There were also annual falls in the ‘family finances vs a year ago’ sub-index (down 1.0% over the year) and the ‘family finances over the next 12 months’ sub-index (down a significant 5.2%).
Westpac Chief Economist Bill Evans said while ‘finances vs a year ago’ is above the low 80.2 mark registered in April, it’s still a weak read.
“It is particularly disappointing given the support that should be coming from the combined effect of policy – interest rate cuts and tax relief – and from stabilising housing markets,” Mr Evans said.
“A weaker near term outlook for the economy has also weighed on sentiment.
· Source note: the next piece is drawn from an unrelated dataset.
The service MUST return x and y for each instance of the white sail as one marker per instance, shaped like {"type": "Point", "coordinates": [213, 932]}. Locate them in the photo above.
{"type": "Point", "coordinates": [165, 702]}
The ‘economy, next 12 months’ sub-index is down 3.1%.
“Despite this, expectations for the economy are still comfortably above their July low, when the RBA’s back to back rate cuts appear to have badly rattled consumers.”
Westpac expects the cash rate to be cut to a new low of 0.75% in October’s RBA board meeting.
“Month to month timing of RBA moves is imprecise but with the case for lower rates quite clear and both US Federal Reserve and European Central Bank likely to be easing policy in the next week or so the next meeting in October seems a sensible time for the Reserve Bank to deliver the next rate cut,” Mr Evans said.
“Westpac expects a second cut in February 2020, which we believe will follow further cuts from the Federal Reserve by year’s end.”
Tax offsets still rolling in
According to the report, the survey included additional questions on the tax offset payments made available to Australian taxpayers from July 1.
The results show that just 16% of consumers have reported receiving a payment so far, while Westpac also expects roughly 30% of households will likely receive a ‘meaningful’ rebate.
This means about half of eligible consumers have received their payment already, which perhaps lends credence to Treasurer Josh Frydenberg’s response to last week’s slow GDP growth data.
In seasonally adjusted terms, the GDP grew 0.5% over the June quarter, pulling down the annual growth rate to 1.4% from 1.8%, which is the slowest annual pace recorded since the GFC.
In response to the data, Mr Frydenberg said the fundamentals of the Australian economy are still strong, and that the results of recent stimulus would be seen from the September quarter onwards.
“Significantly, these numbers do not incorporate the passage through the Parliament of the most significant tax cuts in more than 20 years and the full impact of the 50 basis point reduction in interest rates,” he said.
Of those who had received their tax offset, 29% planned to spend all of it while 16% planned to spend more than half.
The remaining respondents wanted to spend less than half while 25% intend to save the full payment.
Similar research from ME in July found 48% intended to save their tax refund, while 32% wanted to spend it on debts such as home loans or credit cards.
Consumers less keen on spending
The report shows consumer attitudes towards spending fell in September, with spending on discretionary and big-ticket items particularly weak over the past year.
“The ‘time to buy a major household item’ sub-index declined 2.8%, unwinding all of last month’s modest gain and taking the sub-index well below its long-run average again,” Mr Evans said.
Yet consumer preference for storing their money looks to be switching away from cash-based options.
Responses to ‘the wisest place to store your savings’ show 61% favour deposits, superannuation or paying down debt as the best place for savings compared to 64% in June.
The proportion of people favouring real estate rose slightly from 10% to 12% and the proportion favouring shares dipped from 10% to 9%.
Interestingly, the proportion of respondents who don’t know the wisest place to store their savings is at the highest point since the survey began in 1974 (9%).
The ‘time to buy a dwelling’ index also declined by 2.9% over the month, reversing most of the previous month’s gain.